Radiation imaging technology is widely used in security inspection and medical fields, and the article recognition capability of imaging systems is an important criterion for measuring system indicators.
With the continuous development of photon counting detector technology such as CZT, multi-energy spectrum imaging has many advantages in reducing radiation dose and improving the article recognition capability etc., and has a wide application prospect. The multi-energy spectrum imaging can divide an energy spectrum of received X-rays into a plurality of energy regions and count them separately to obtain ray attenuation information corresponding to different energy regions. Compared with the conventional dual-energy imaging, the multi-energy spectrum imaging substantially eliminates the overlapping between the energy spectrums, and has better energy discriminability between different energy regions, thereby significantly improving the article recognition capability of the system, while dividing the energy spectrum into more energy regions as required, and providing conditions for the introduction of more energy information.
A number of energy regions into which an energy spectrum is divided through existing multi-energy spectrum imaging may be from three to five in the early stage to several to 256 at present. In general, due to the use of more energy information, more refined energy spectrum division can not only bring higher article recognition capability for the system, but also cause higher cost and more difficulty for the system design and data processing.
French research institution CEA-Leti proposed that in a case that there are only a small number of energy regions, the article recognition capability of the system after optimizing an energy spectrum threshold can be significantly improved compared with the equal division of an energy spectrum.
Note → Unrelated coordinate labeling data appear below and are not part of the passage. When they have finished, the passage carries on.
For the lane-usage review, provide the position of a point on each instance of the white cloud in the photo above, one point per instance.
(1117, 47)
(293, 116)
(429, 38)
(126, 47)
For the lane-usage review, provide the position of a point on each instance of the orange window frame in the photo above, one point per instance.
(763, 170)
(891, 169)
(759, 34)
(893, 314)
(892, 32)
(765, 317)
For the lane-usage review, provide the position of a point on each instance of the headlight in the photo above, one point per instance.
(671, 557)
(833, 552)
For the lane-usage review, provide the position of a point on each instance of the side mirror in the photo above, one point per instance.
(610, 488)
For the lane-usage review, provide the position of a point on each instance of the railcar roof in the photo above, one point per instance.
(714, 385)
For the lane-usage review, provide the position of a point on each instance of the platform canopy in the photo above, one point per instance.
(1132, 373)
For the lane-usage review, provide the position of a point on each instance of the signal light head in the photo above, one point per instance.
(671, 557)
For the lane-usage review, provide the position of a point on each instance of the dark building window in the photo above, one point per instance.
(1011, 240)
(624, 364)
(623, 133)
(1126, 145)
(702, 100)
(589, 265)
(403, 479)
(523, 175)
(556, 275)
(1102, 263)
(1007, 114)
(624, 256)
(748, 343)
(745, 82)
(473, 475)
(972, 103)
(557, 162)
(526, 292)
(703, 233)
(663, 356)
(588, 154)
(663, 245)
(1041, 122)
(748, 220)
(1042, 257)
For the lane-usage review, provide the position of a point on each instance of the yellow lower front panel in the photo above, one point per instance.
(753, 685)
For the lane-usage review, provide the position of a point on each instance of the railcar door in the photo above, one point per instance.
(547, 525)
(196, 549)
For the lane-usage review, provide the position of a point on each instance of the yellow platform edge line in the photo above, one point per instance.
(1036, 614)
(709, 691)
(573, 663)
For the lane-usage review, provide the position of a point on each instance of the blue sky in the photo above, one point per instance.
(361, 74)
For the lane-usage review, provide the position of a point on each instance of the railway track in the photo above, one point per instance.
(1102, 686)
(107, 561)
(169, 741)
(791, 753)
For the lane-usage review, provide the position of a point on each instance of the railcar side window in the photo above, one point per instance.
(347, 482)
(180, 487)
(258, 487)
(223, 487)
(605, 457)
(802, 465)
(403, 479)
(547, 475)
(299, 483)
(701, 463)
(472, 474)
For a selected target material, an optimized five-energy region system can also have a higher article recognition capability, but the optimized threshold parameters may only be applied to recognition of materials that are closer to the selected target material. If a more refined energy region division is used, the system has a stronger applicability for the recognition of different materials, but this will result in a greater system overhead. At present, the optimization methods involved in the research of parameter optimization are mainly a CIP method and a CRC method based on a recognition process. Parameters obtained by different optimization methods are very close.
For a particular application scenario, in most cases, there is no need for a very refined energy region division, but a few divided energy regions are used while preforming optimization and adjustment on the threshold parameters, which can also enable the system to achieve a better article recognition effect.